On Tue, Dec 01, 2015 at 11:26:36PM +0200, Kirill A. Shutemov wrote:
> On Mon, Nov 30, 2015 at 09:37:33AM -0500, Sasha Levin wrote:
> > Hi Kirill,
> >
> > I've hit the following while fuzzing with trinity on the latest -next kernel:
> >
> > [ 321.348184] page:ffffea0011a20080 count:1 mapcount:1 mapping:ffff8802d745f601 index:0x1802
> > [ 321.350607] flags: 0x320035c00040078(uptodate|dirty|lru|active|swapbacked)
> > [ 321.453706] page dumped because: VM_BUG_ON_PAGE(!PageLocked(page))
> > [ 321.455353] page->mem_cgroup:ffff880286620000
>
> I think this should help:
>
> From aadc911f047b094c68b350550556dafabf05af13 Mon Sep 17 00:00:00 2001
> From: "Kirill A. Shutemov" <[email protected]>
> Date: Fri, 20 Nov 2015 12:20:00 +0200
> Subject: [PATCH] thp: fix split_huge_page vs. deferred_split_scan race
>
> Minchan[1] and Sasha[2] had reported crash in split_huge_page_to_list()
> called from deferred_split_scan() due VM_BUG_ON_PAGE(!PageLocked(page)).
>
> This can happen because race between deferred_split_scan() and
> split_huge_page(). The result of the race is that the page can be split
> under deferred_split_scan().
>
> The patch prevents this by taking split_queue_lock in
> split_huge_page_to_list() when we check if the page can be split.

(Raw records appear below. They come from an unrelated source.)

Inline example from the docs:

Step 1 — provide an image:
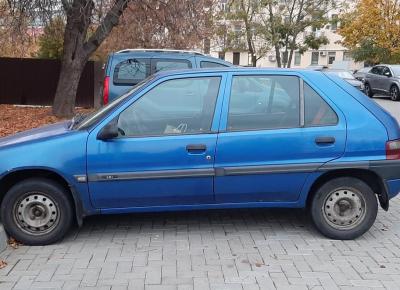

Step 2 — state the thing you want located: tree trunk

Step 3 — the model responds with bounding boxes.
[275,44,282,67]
[53,55,86,118]
[53,0,129,117]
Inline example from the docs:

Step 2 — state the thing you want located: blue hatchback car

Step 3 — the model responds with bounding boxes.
[0,68,400,245]
[103,49,233,104]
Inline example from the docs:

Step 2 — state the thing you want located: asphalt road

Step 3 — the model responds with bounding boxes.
[373,96,400,123]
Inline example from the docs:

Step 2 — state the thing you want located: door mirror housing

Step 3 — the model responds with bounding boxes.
[97,118,118,141]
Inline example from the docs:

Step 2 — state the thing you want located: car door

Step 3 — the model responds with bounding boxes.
[215,72,346,203]
[87,74,225,211]
[379,66,393,93]
[368,66,383,92]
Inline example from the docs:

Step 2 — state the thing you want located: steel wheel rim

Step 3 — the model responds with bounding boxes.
[13,192,60,236]
[322,189,366,230]
[391,87,398,100]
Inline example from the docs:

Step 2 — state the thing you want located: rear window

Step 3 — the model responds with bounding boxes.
[113,58,150,85]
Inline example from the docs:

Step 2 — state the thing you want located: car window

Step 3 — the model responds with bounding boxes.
[382,66,392,76]
[228,76,300,131]
[391,65,400,76]
[153,59,192,73]
[200,61,227,68]
[118,77,221,137]
[304,83,338,127]
[113,58,150,85]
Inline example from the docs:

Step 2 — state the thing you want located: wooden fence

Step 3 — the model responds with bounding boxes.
[0,58,102,108]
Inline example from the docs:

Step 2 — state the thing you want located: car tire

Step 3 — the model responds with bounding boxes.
[1,178,73,246]
[311,177,378,240]
[390,85,400,102]
[364,83,374,98]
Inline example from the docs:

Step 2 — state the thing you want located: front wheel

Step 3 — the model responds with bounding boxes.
[1,178,73,245]
[311,177,378,240]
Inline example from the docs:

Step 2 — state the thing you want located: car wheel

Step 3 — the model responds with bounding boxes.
[364,83,374,98]
[1,178,73,245]
[390,85,400,101]
[311,177,378,240]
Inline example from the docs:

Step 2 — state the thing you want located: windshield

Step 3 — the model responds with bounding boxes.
[72,76,154,130]
[332,71,355,80]
[390,65,400,76]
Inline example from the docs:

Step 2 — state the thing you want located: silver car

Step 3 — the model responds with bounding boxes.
[364,64,400,101]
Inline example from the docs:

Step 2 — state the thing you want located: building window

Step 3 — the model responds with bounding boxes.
[328,51,336,64]
[220,0,229,12]
[343,51,353,61]
[294,51,301,66]
[233,52,240,65]
[311,51,319,65]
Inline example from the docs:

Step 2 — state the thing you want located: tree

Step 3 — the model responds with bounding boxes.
[8,0,133,117]
[95,0,210,59]
[339,0,400,63]
[37,17,65,59]
[0,0,39,57]
[216,0,270,66]
[261,0,337,67]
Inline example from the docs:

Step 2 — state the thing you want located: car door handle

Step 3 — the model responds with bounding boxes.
[186,144,207,153]
[315,136,336,145]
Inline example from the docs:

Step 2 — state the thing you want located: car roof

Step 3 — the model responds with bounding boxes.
[154,66,321,78]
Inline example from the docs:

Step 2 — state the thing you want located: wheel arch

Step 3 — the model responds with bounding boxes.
[306,168,389,211]
[0,168,84,227]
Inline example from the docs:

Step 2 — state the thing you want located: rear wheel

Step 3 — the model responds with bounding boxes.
[1,178,73,245]
[390,85,400,101]
[311,177,378,240]
[364,83,374,98]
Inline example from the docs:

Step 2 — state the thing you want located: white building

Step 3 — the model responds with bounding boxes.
[211,0,363,70]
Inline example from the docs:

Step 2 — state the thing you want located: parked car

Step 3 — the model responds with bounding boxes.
[103,49,233,104]
[0,68,400,245]
[353,67,371,81]
[322,69,364,91]
[365,65,400,101]
[307,65,364,91]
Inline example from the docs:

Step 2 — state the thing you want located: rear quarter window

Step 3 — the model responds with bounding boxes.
[304,83,339,127]
[113,58,150,85]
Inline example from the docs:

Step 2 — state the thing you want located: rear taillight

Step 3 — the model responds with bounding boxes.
[386,140,400,160]
[103,77,110,105]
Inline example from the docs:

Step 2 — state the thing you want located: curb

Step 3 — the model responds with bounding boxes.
[0,224,8,252]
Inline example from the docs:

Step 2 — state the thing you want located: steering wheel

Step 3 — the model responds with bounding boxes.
[118,127,126,136]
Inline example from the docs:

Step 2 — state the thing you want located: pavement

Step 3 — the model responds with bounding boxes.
[0,98,400,290]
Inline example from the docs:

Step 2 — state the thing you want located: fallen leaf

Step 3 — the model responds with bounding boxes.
[0,260,7,269]
[7,238,22,249]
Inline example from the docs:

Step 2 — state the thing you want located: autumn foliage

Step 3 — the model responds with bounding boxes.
[339,0,400,63]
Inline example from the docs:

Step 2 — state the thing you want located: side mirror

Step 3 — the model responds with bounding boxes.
[97,118,118,141]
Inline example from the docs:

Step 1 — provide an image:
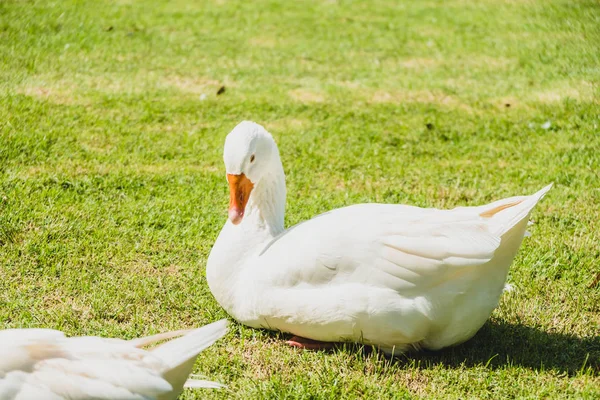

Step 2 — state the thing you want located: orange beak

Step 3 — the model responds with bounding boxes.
[227,174,254,225]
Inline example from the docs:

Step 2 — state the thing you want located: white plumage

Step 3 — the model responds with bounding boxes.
[207,122,551,353]
[0,320,227,400]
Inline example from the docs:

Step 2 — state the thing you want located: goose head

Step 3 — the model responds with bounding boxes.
[223,121,281,225]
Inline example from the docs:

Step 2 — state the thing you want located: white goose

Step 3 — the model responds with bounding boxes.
[206,122,551,353]
[0,320,227,400]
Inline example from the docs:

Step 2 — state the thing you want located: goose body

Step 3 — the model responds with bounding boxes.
[207,122,550,353]
[0,320,227,400]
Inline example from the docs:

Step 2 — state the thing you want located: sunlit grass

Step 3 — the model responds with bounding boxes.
[0,0,600,399]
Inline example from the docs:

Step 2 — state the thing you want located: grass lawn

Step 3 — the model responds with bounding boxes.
[0,0,600,399]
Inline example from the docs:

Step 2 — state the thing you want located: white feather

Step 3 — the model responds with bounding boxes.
[0,320,227,400]
[206,122,550,352]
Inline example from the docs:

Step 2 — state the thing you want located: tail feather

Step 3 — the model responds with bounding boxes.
[488,184,552,236]
[152,319,227,400]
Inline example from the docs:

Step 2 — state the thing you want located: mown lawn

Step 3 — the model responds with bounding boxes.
[0,0,600,399]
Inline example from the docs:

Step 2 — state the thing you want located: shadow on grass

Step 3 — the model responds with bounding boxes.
[408,321,600,375]
[274,321,600,376]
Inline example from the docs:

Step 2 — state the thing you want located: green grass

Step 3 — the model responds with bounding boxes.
[0,0,600,399]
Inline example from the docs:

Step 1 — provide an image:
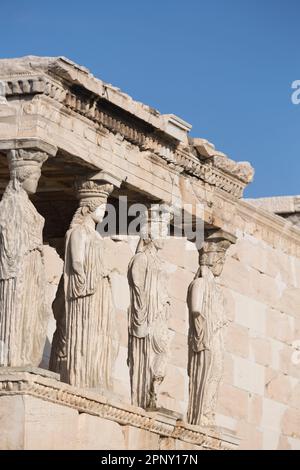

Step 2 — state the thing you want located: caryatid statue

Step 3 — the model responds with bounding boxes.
[0,149,49,367]
[62,176,118,392]
[187,230,235,426]
[128,205,173,408]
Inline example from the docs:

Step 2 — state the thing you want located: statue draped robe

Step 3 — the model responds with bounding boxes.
[64,224,118,391]
[128,248,171,408]
[187,272,226,425]
[0,181,50,367]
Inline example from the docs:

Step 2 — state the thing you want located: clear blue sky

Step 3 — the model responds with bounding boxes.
[0,0,300,197]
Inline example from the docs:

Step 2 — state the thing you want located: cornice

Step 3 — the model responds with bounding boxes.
[0,368,238,450]
[0,62,251,198]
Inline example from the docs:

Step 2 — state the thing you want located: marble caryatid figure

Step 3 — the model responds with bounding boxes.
[0,149,49,367]
[63,180,118,392]
[128,205,172,408]
[187,231,235,426]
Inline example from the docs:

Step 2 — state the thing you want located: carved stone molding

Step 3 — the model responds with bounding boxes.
[0,368,239,450]
[187,230,235,425]
[1,58,253,198]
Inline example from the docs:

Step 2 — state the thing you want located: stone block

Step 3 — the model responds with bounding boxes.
[217,384,248,420]
[0,395,25,450]
[275,287,300,318]
[266,308,295,343]
[287,437,300,450]
[161,237,199,273]
[248,394,263,427]
[122,426,160,450]
[265,368,292,404]
[160,364,188,401]
[24,396,78,450]
[110,272,130,311]
[225,323,249,358]
[170,332,188,369]
[113,346,129,384]
[215,413,238,432]
[262,429,280,450]
[261,398,287,432]
[249,337,272,366]
[77,413,126,450]
[281,408,300,439]
[237,420,263,450]
[168,298,189,335]
[232,292,266,336]
[234,357,265,395]
[168,268,194,302]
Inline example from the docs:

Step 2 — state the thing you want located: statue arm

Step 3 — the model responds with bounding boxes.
[70,229,86,277]
[130,253,148,338]
[189,277,204,318]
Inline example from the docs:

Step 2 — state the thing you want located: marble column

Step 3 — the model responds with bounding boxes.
[187,230,235,426]
[0,149,49,367]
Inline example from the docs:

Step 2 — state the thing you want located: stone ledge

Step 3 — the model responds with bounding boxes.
[0,367,239,450]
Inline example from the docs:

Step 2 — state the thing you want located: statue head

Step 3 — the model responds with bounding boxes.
[8,149,47,194]
[72,179,114,225]
[141,204,172,250]
[199,230,235,277]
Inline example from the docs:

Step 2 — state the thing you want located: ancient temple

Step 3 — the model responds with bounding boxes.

> If the page is suitable for splitting, we remove page from splitting
> queue under the same lock, before splitting starts.
>
> [1] http://lkml.kernel.org/g/20151117073539.GB32578@bbox
> [2] http://lkml.kernel.org/g/[email protected]
>
> Signed-off-by: Kirill A. Shutemov <[email protected]>
> Reported-by: Minchan Kim <[email protected]>
> Reported-by: Sasha Levin <[email protected]>

With this, I cannot reprocude the error.